Terminating the suspension agreement, the analyst found, will reduce the supply of tomatoes in the U.S. market, and raise prices paid by U.S. consumers, particularly during the winter tomato season (October through June).
“In general, tariffs levied on imports of fresh produce from Mexico are borne disproportionately by U.S. consumers,” said Dr. Richards. “In this analysis, we show that retail tomato prices in the U.S. may rise by an average of approximately 40% if tariffs remove a substantial proportion of the Mexican supply during the critical winter-tomato supply period.”
If something were to happen to the remaining supply of U.S. tomatoes during this period, Dr. Richards said, the potential impact on retail tomato prices would be even more substantial.
“In this regard, imports serve a critical shock-absorber function for U.S. retail markets, given the frequency and severity of supply shocks from weather, disease, or even labor-related events,” he said.
Assuming that the imposition of duties reduces the supply of Mexican tomatoes by 50%, consumers in the May to December time frame could be paying up to 47% more for TO, for instance.

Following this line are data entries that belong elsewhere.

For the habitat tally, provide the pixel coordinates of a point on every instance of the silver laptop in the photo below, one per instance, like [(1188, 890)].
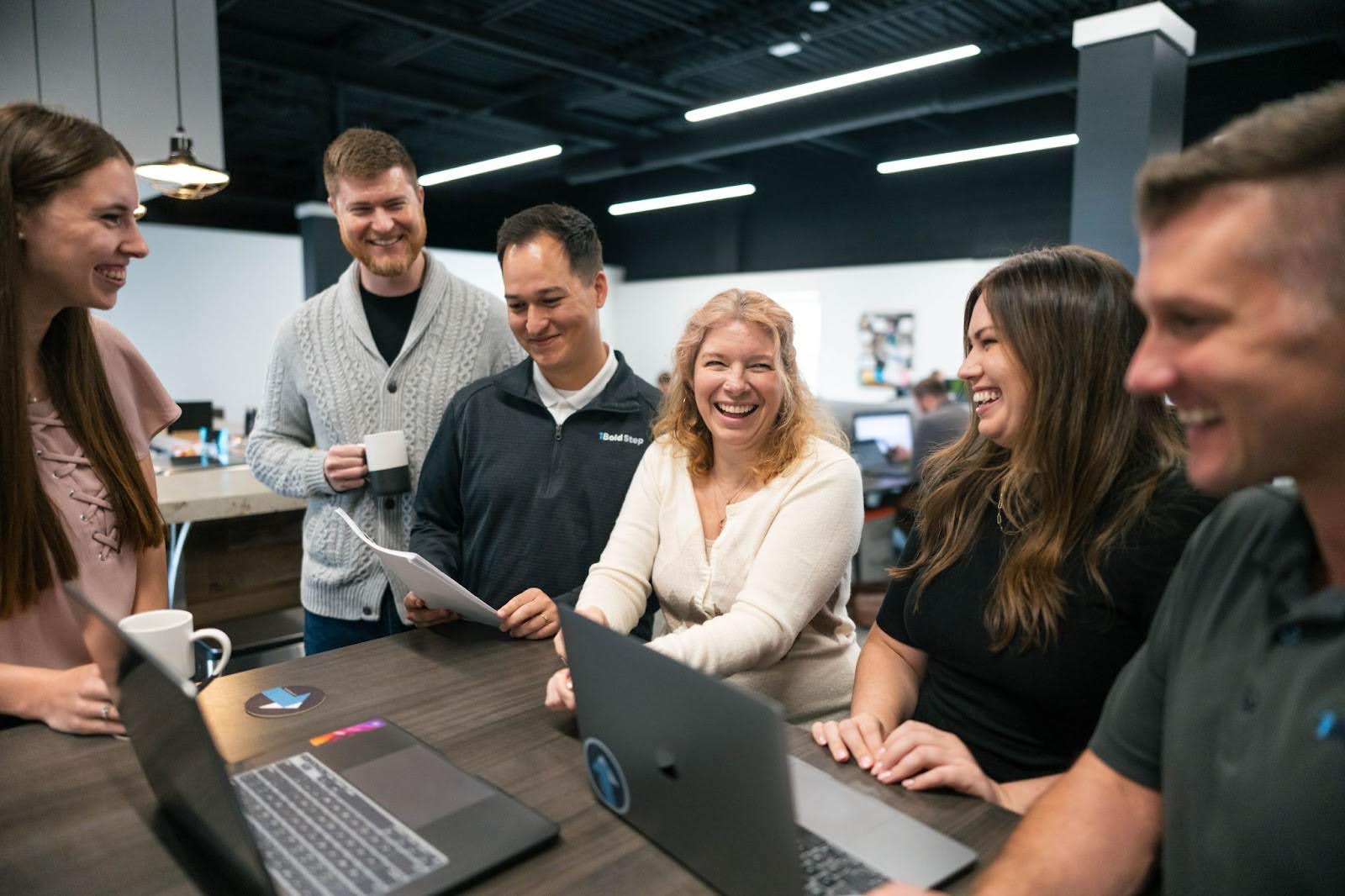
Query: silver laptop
[(701, 768), (367, 809)]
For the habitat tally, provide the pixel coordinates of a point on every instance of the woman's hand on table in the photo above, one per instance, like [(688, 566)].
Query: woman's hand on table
[(921, 756), (423, 615), (77, 701), (588, 613), (560, 692), (530, 614), (860, 736)]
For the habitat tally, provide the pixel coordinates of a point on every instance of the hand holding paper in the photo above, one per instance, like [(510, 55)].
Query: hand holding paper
[(430, 582)]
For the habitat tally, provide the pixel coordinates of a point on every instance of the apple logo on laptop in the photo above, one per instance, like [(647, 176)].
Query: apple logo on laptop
[(605, 777)]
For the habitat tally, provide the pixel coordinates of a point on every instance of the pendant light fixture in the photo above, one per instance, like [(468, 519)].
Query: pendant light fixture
[(181, 175)]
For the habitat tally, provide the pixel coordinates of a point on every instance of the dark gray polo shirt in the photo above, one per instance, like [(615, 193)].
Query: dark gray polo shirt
[(1235, 709)]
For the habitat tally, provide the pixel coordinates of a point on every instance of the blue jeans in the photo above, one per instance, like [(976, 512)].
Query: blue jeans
[(326, 633)]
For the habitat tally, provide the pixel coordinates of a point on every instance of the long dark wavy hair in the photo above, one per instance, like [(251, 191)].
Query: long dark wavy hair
[(1066, 315), (40, 154)]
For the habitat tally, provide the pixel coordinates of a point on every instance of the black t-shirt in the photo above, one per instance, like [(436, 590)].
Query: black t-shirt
[(1234, 705), (389, 319), (1026, 714)]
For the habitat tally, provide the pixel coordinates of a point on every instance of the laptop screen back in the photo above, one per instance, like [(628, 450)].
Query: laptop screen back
[(175, 750), (703, 762)]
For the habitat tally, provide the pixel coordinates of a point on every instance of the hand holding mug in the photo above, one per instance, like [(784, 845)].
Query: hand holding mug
[(345, 467)]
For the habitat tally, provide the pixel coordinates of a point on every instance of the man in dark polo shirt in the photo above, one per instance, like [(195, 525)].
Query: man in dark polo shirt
[(530, 467), (1219, 762)]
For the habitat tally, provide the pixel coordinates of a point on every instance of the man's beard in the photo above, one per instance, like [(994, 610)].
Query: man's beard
[(381, 264)]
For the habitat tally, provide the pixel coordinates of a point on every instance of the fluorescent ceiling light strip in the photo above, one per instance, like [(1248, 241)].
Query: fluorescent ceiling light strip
[(982, 152), (831, 84), (491, 165), (681, 199)]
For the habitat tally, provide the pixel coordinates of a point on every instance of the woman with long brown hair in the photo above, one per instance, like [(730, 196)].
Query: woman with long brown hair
[(78, 407), (1042, 542), (741, 517)]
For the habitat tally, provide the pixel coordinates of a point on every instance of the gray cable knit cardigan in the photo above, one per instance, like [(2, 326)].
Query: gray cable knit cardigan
[(329, 385)]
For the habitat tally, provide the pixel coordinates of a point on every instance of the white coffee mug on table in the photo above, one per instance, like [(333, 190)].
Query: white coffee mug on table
[(168, 636)]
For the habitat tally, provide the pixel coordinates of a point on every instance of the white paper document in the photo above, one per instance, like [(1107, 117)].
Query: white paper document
[(430, 582)]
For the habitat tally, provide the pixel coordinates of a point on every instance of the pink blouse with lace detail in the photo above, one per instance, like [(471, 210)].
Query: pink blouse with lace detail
[(50, 634)]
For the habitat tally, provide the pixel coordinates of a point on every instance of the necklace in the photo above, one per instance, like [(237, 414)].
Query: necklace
[(724, 513)]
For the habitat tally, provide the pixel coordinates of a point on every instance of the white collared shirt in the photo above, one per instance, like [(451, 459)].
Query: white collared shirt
[(562, 403)]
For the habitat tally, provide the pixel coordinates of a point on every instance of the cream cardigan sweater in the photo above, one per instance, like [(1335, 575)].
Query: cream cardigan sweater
[(766, 603)]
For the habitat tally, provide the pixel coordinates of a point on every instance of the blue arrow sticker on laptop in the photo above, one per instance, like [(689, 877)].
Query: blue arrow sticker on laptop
[(605, 777), (286, 698), (284, 701)]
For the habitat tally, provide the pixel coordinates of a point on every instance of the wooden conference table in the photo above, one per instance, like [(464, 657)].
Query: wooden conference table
[(80, 818)]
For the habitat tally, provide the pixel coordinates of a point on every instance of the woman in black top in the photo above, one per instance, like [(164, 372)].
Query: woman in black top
[(1044, 539)]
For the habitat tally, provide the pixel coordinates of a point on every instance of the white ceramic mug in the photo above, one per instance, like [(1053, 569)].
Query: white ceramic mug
[(167, 635), (389, 472)]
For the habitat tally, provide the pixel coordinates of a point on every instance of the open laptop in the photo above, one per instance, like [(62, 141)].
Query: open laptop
[(367, 809), (699, 767)]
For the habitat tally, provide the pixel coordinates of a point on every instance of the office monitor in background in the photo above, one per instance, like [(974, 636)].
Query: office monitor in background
[(894, 430), (367, 809), (699, 767), (195, 414)]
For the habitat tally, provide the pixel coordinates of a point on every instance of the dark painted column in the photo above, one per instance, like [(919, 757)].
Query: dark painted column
[(1131, 94), (324, 256)]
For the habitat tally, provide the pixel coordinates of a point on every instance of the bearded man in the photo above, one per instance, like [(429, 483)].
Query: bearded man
[(383, 349)]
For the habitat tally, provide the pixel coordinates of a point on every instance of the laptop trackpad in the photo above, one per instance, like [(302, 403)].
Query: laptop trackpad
[(416, 784)]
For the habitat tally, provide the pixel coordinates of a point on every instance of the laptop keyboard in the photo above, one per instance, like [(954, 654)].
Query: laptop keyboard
[(322, 837), (829, 871)]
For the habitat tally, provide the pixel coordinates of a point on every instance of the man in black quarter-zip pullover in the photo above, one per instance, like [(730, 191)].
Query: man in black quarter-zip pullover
[(529, 467)]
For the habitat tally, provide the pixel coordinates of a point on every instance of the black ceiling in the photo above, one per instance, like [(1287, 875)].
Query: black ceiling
[(609, 80)]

In January, in addition to disease loss, domestic supplies also are prone to reductions due to freeze or frost. In a more extreme case in which a 50% reduction in January imports from Mexico and an 80% reduction in U.S. production occur simultaneously, price increases for vine ripe tomatoes are expected to be up over 86%, according to the analysis.
“The unmistakable conclusion of the study is that withdrawing from the Tomato Suspension Agreement will cost American consumers substantially more for a product that has become a major part of their daily diets,” said Jungmeyer. “Americans can’t afford this kind of sticker shock.”